The practice of baby swaddling dates back centuries, and is still common in many cultures. Swaddling involves tightly wrapping a baby securely from shoulders to feet with a small blanket.
Swaddling is useful for soothing and calming a fussy baby. Many believe that a tightly enwrapped baby feels secure because it represents a facsimile of being in the womb. Swaddling also keeps a baby warm, which is important because a newborn cannot regulate body temperature as well as an adult. Swaddling also helps newborns sleep longer because it prevents sudden movements that can cause waking. Other benefits of swaddling are also apparent. For instance, swaddling helps restrain a baby's arms and legs keeping them out of the way of breastfeeding and making the baby easier to hold, and prevents a baby, who has limited control over his arm and leg movements, from scratching himself with his nails.

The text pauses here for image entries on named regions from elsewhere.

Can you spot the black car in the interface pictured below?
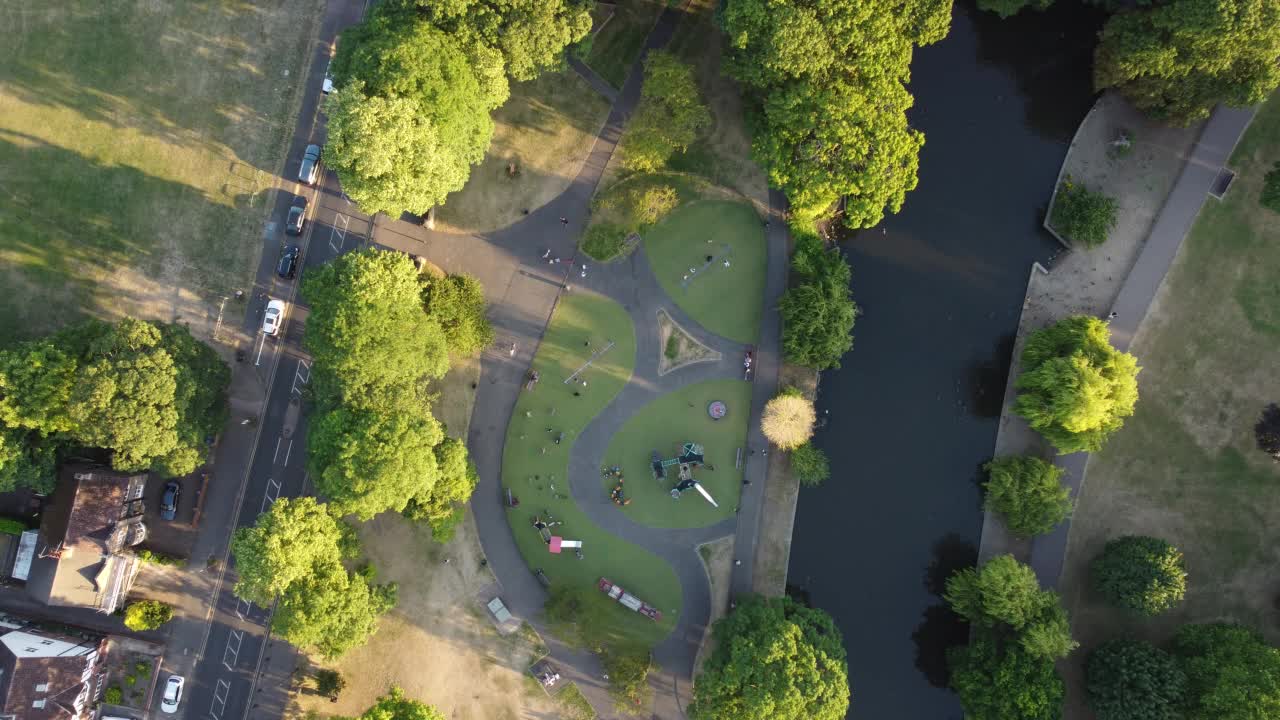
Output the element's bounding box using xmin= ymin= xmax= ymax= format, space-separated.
xmin=275 ymin=245 xmax=298 ymax=278
xmin=284 ymin=197 xmax=307 ymax=234
xmin=160 ymin=480 xmax=182 ymax=520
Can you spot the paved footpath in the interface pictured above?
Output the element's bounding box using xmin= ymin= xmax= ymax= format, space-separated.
xmin=1030 ymin=106 xmax=1254 ymax=588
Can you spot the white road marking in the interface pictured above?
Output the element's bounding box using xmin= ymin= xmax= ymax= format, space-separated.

Some babies need to adjust to swaddling in the beginning. Accordingly, babies must be given the chance to become comfortable with swaddling before the practice is abandoned. If a baby does not seem to like swaddling, it is recommended that one or both of his arms be left free. Proper swaddling, however, requires that the blanket fit snugly, but not so tightly as to impede blood circulation. Swaddling usually works well for babies from birth to about three or four months of age. However, babies who are used to swaddling may enjoy it for a longer period of time.
Swaddling is, accordingly, best characterized as tightly enwrapping a baby from shoulders to feet with a small blanket. One problem with swaddling a baby from shoulders to feet is that the baby must be un-swaddled in order to change the baby's diaper, which is frustrating and time-consuming, and which typically causes a sleeping baby to awaken unnecessarily. Furthermore, through normal movement a swaddled baby invariable can loosen the swaddle provided by the blanket and scratch himself with his nails or awaken from sleep. Accordingly, given the benefits of swaddling and the shortcomings of using a small blanket to swaddle a baby, the need for improvement in the field of swaddling blankets is evident.